The ordeal began when Anderson attempted to dock the Saga with one engine out of commission. “It’s hard having one guy up here, walking it up, you know,” Anderson said from the wheelhouse. Down two deckhands, he was left with only Nick and Tim to handle three lines in gale-force winds. “I want to shoot myself right now,” Anderson muttered in frustration as the boat nearly collided with another vessel.
Despite the setbacks, the undermanned crew managed to secure the lines and regain control of the ship. But the relief was short-lived. Missing deckhands Jamie Smith and Kenny Jensen returned to the vessel two hours late—and immediately faced suspicion of drinking on duty.

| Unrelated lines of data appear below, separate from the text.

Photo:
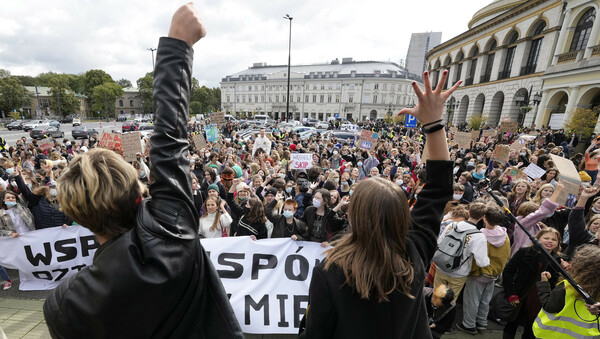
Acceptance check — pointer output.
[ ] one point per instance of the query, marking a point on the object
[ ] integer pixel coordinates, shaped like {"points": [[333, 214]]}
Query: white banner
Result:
{"points": [[47, 257], [267, 280], [301, 160]]}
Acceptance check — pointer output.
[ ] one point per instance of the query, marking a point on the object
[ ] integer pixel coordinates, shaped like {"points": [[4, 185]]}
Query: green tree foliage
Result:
{"points": [[583, 121], [476, 121], [13, 95], [62, 98], [104, 97], [124, 83], [146, 89]]}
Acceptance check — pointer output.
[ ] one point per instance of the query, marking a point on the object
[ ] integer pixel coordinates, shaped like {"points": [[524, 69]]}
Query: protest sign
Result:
{"points": [[47, 257], [534, 171], [199, 141], [463, 139], [268, 280], [111, 141], [301, 160], [501, 153], [509, 126], [212, 133], [569, 177], [368, 140], [131, 144], [46, 143]]}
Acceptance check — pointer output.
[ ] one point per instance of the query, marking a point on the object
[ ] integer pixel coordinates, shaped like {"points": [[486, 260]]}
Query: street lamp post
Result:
{"points": [[287, 102], [152, 50]]}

“You’re two hours late. It’s blowing 60 and you leave your brother by himself manning three lines in a storm with one engine,” Anderson scolded. Producing alcohol test strips, the captain demanded both men take the test on the spot. “Good deckhand or not, amazing deckhand or not, they’re getting alcohol strips as soon as they get here,” Anderson declared.
Both men admitted to drinking, though they claimed it was limited. “I had cranberry and vodka. I know I should’ve been here,” Smith confessed. Anderson, himself a recovering alcoholic, took the infraction personally. “You compromise my sobriety by drinking around me like this,” he told the crew.
After four hours in what the crew dubbed “the drunk tank,” Smith and Jensen were retested. Initially, both appeared to pass—until suspicions surfaced that Smith had tampered with his results. A crewmate revealed that Smith’s test strip had been scratched to conceal a positive result.
“Are you kidding me? He scratched it off?” Anderson exclaimed when shown the evidence. Smith, who allegedly consumed “six to eight doubles” before boarding, soon walked off the boat with his backpack, leaving his future with the Saga in jeopardy.
“I’m still technically and legally responsible for him,” Anderson admitted, noting the paperwork required to sever liability. “If he gets hurt or he hurts somebody else, it’ll be my direct responsibility and the boat’s.”
The incident underscores the dangers of alcohol in the high-stakes world of crab fishing, where even minor lapses can put lives and livelihoods at risk. For Anderson, already down one engine and behind quota, the scandal adds a new layer of uncertainty.
“You’re so lucky you still got your job,” Anderson told Jensen, who avoided dismissal by the thinnest margin. “You’re close.”
As the Saga pushes to complete its season with 60,000 pounds left to catch, Anderson must decide whether discipline, trust, and sobriety can be restored—or whether his troubled crew will sink the season before the ice does.